Die SA-CDs beinhalteten damals eine Übertragungsart, welche PCM gar nicht so unähnlich war.

Es gibt direkt erstmal zwei Ansätze für das Ergebnis einer Abtastung:

- Jede Abtastung beinhaltet des Wert eines unabhängigen Balken (eine Abtastung = ein Wert)
- Jede Abtastung beinhaltet den Unterschied zum Wert davor

Wenn ich mich richtig erinnere nutzte der Bitstream der SA-CDs die zweite Variante, PCM (CDs, Wave, ...) nutzt Variante 1.

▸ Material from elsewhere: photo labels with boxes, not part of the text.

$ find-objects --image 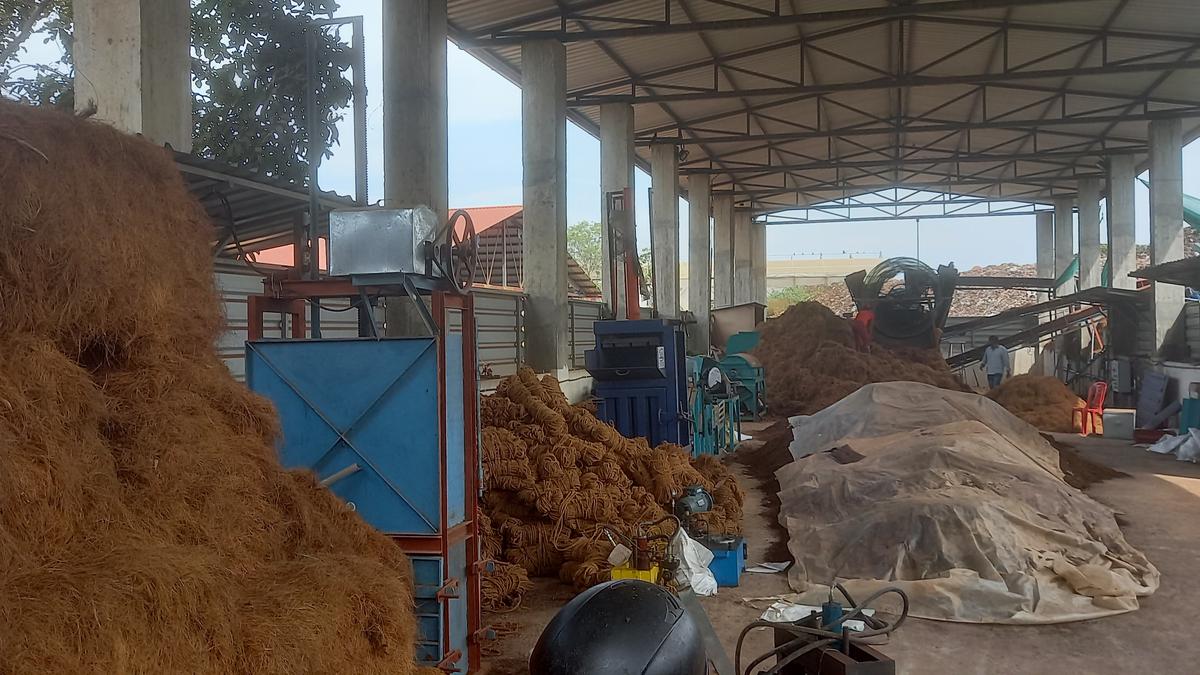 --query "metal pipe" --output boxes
[320,464,362,488]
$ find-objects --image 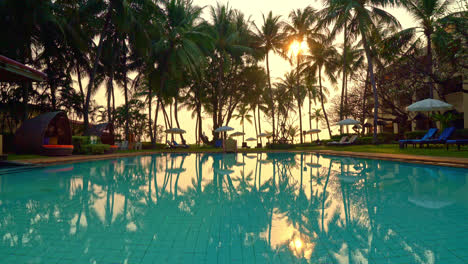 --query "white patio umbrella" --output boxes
[305,129,322,134]
[258,133,271,137]
[306,162,322,168]
[215,126,234,133]
[406,99,453,112]
[164,127,186,134]
[336,118,360,126]
[408,197,454,209]
[229,132,245,137]
[215,126,234,141]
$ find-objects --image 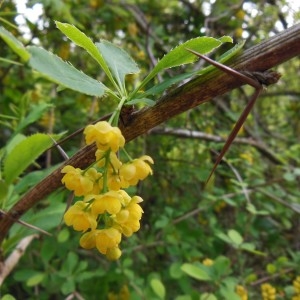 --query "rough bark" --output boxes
[0,24,300,243]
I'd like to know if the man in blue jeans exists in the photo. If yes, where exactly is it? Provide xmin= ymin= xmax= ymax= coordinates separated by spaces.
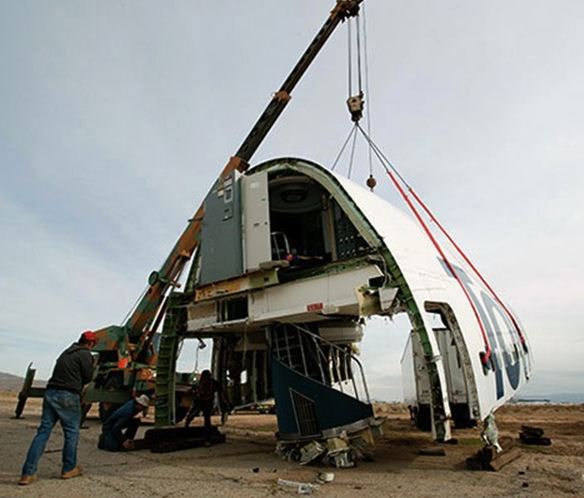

In wie weit nun "euer" Bitstream komprimiert ist, weiss ich nicht. Per Definition ist es das aber nicht (unbedingt).


----------



## Zappaesk (2. März 2016)

nonamez78 schrieb:


> Die SA-CDs beinhalteten damals eine Übertragungsart, welche PCM gar nicht so unähnlich war.

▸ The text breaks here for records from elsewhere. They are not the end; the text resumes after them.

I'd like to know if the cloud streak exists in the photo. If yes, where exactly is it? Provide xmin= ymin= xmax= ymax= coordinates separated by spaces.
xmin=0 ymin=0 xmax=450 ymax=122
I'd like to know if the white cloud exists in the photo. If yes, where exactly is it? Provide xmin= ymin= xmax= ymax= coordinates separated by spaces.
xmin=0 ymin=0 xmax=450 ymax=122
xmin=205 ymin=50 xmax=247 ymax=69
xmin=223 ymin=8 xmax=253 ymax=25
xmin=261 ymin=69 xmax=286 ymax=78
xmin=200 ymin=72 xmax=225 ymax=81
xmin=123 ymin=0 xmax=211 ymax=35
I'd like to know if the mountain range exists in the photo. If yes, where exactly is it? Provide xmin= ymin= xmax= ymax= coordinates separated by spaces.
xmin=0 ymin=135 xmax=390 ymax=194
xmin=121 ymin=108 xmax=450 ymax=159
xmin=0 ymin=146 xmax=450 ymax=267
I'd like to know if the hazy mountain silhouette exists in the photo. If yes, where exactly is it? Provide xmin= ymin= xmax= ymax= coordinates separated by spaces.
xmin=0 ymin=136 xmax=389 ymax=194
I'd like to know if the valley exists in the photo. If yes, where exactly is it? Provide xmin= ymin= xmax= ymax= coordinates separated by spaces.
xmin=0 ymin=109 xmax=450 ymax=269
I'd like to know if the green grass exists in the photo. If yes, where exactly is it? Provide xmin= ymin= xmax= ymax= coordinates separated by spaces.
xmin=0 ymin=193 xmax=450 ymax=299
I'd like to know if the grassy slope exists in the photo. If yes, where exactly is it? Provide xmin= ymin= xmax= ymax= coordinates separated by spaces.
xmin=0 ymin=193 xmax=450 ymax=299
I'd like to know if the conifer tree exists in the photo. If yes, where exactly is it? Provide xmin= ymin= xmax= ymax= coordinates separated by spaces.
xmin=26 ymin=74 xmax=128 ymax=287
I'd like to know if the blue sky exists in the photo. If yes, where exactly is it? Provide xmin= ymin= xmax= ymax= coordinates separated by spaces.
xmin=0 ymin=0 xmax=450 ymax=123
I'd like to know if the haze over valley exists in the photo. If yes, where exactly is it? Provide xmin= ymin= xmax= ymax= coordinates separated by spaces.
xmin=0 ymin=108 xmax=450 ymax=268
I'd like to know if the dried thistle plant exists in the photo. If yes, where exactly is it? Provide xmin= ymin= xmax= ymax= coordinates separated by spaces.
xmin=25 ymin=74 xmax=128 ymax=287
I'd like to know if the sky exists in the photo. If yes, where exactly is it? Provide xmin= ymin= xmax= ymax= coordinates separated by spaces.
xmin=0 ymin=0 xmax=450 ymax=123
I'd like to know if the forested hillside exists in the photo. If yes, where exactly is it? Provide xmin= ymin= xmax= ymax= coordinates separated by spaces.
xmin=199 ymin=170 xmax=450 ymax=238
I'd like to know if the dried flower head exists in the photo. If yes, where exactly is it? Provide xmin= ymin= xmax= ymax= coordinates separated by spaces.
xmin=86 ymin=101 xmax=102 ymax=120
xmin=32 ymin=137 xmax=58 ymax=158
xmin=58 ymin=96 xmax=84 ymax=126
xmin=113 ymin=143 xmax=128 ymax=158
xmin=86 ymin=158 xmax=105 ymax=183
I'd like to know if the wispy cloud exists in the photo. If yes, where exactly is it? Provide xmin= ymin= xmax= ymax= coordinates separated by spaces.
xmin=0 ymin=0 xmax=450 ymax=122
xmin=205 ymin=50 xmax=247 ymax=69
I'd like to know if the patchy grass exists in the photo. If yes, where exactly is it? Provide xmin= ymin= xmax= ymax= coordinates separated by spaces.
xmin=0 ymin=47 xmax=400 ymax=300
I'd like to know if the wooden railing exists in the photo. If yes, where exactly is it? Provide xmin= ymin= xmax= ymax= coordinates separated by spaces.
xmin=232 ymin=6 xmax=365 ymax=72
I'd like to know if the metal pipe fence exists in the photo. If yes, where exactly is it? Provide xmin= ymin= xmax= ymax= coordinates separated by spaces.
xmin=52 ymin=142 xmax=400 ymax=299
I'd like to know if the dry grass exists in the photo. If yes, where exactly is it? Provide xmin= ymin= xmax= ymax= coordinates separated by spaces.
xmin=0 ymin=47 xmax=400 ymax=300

Das stimmt so nicht. Das DSD Format, das die SACD nutze (und auch heute noch nutzt) ist etwas völlig anderes als PCM. Bei PCM (in der Audiotechnik) wird eine Übertragung mit vielen Quantisierungsstufen (üblich sind für Musik 8, 16, 24, 32 bit) und einem an die obere Grenzfrequenz gekoppelten Takt übertragen (z.B.: 16bit /44,1 kHz als CD Format --> obere Grenzfrequenz 22,05kHz). Bei DSD wird dagegen nur mit einem Bit quantisiert, dafür aber mit einer Samplingrate von 2,8MHz (oder einem Vielfachen davon). 

Die beiden von dir genannten Ansätze sind aber richtig.

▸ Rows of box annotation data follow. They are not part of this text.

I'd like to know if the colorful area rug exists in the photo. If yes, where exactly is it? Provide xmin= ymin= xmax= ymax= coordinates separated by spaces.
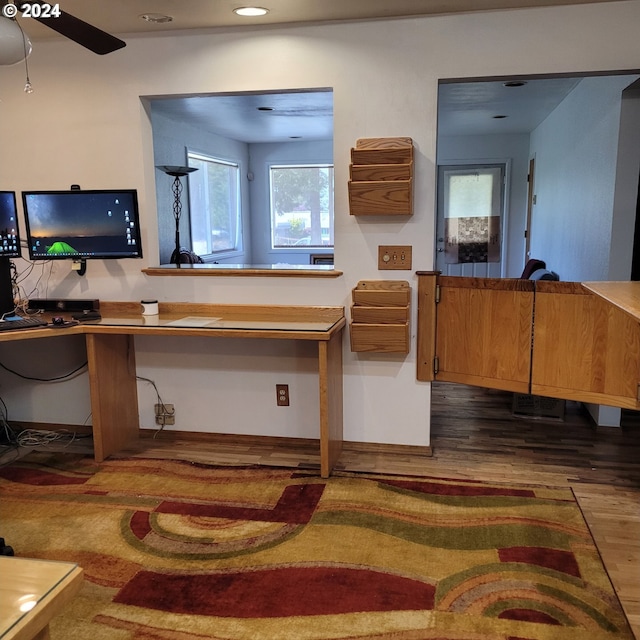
xmin=0 ymin=453 xmax=633 ymax=640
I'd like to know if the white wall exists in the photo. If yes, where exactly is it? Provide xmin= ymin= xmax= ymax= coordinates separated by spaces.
xmin=0 ymin=1 xmax=640 ymax=445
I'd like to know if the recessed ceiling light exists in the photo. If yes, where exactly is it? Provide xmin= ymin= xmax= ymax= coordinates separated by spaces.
xmin=233 ymin=7 xmax=269 ymax=17
xmin=140 ymin=13 xmax=173 ymax=24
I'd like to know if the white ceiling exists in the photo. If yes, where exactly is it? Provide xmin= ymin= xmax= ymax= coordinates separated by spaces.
xmin=13 ymin=0 xmax=616 ymax=41
xmin=8 ymin=0 xmax=636 ymax=142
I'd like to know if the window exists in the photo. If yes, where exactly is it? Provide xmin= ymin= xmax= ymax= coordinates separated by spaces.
xmin=437 ymin=164 xmax=505 ymax=270
xmin=269 ymin=165 xmax=333 ymax=249
xmin=187 ymin=152 xmax=241 ymax=256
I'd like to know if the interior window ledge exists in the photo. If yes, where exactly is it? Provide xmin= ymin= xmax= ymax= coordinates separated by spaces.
xmin=142 ymin=263 xmax=342 ymax=278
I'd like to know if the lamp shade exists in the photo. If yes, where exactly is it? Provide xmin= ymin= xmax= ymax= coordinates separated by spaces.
xmin=0 ymin=16 xmax=31 ymax=66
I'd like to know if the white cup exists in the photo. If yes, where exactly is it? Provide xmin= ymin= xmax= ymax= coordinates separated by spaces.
xmin=140 ymin=300 xmax=158 ymax=316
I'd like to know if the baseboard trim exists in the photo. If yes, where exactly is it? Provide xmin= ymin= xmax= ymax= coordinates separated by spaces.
xmin=139 ymin=429 xmax=433 ymax=457
xmin=11 ymin=421 xmax=433 ymax=458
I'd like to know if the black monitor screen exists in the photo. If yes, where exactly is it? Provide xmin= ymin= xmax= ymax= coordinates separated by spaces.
xmin=22 ymin=189 xmax=142 ymax=260
xmin=0 ymin=191 xmax=20 ymax=258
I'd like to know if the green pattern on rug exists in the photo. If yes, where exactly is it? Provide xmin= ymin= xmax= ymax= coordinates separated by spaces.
xmin=0 ymin=453 xmax=633 ymax=640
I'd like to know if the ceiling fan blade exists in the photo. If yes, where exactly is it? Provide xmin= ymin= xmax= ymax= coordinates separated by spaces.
xmin=31 ymin=2 xmax=127 ymax=56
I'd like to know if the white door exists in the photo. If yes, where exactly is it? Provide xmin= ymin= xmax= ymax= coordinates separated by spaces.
xmin=436 ymin=164 xmax=505 ymax=278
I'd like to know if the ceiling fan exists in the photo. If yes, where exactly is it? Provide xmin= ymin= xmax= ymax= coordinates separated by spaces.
xmin=0 ymin=0 xmax=126 ymax=64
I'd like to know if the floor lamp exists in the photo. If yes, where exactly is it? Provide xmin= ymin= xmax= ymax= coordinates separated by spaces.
xmin=156 ymin=164 xmax=198 ymax=267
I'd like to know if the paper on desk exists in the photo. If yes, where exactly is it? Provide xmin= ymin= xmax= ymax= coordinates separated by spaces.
xmin=165 ymin=316 xmax=222 ymax=327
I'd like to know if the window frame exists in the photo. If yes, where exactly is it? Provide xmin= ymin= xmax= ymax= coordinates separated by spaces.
xmin=267 ymin=162 xmax=335 ymax=254
xmin=187 ymin=149 xmax=244 ymax=262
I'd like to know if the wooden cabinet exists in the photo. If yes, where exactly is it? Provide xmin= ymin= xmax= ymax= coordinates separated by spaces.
xmin=349 ymin=138 xmax=413 ymax=216
xmin=350 ymin=280 xmax=411 ymax=353
xmin=417 ymin=272 xmax=640 ymax=410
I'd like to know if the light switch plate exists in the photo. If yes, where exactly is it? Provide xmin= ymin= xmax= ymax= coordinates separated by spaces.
xmin=378 ymin=245 xmax=411 ymax=271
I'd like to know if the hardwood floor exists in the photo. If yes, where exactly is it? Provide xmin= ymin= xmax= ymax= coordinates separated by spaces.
xmin=1 ymin=383 xmax=640 ymax=640
xmin=123 ymin=383 xmax=640 ymax=640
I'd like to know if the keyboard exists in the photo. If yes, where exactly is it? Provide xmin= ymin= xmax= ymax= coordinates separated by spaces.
xmin=0 ymin=316 xmax=47 ymax=331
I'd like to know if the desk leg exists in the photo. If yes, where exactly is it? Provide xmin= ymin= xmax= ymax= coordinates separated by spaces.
xmin=87 ymin=334 xmax=140 ymax=462
xmin=318 ymin=331 xmax=343 ymax=478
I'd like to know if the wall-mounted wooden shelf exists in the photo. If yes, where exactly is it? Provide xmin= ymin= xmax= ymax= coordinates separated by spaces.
xmin=349 ymin=138 xmax=413 ymax=216
xmin=349 ymin=280 xmax=411 ymax=353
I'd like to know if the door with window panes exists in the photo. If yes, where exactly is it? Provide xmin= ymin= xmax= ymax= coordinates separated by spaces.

Beide Verfahren sind, wenn man vergleichbare Datenraten heranzieht, klanglich gleichwertig. DSDhat theoretisch ein paar Vorteile, die kommen aber nicht zum tragen, weil sie eben wirklich bloß theoretischer Natur sind und DSD daran krankt, das es nicht bearbeitet werden kann. D.h. native DSD Aufnahmen gibt es praktisch nicht und so kann der evtl. vorhandene Vorteil auch nicht wirklich zum tragen kommen. Generell wird die Klangqualität in beiden Fällen eher von der Aufnahme limitiert als von der Technik - die allermeisten Aufnahmen sind halt eher suboptimal!

Im High-End Bereich lebt das Format gerade wieder auf, es gibt mittlerweile eine Reihe von DACs, die beides können. Mal sehen wie sich das noch entwickelt. Eigentlich ist es Schwachsinn ein Format ohne wirkliche Vorteile am Leben zu halten - aber für die Industrie vlt. eine Möglichkeit den gesättigten Markt mit neuen Geräten zu beliefern... Ich brauchs nicht!


----------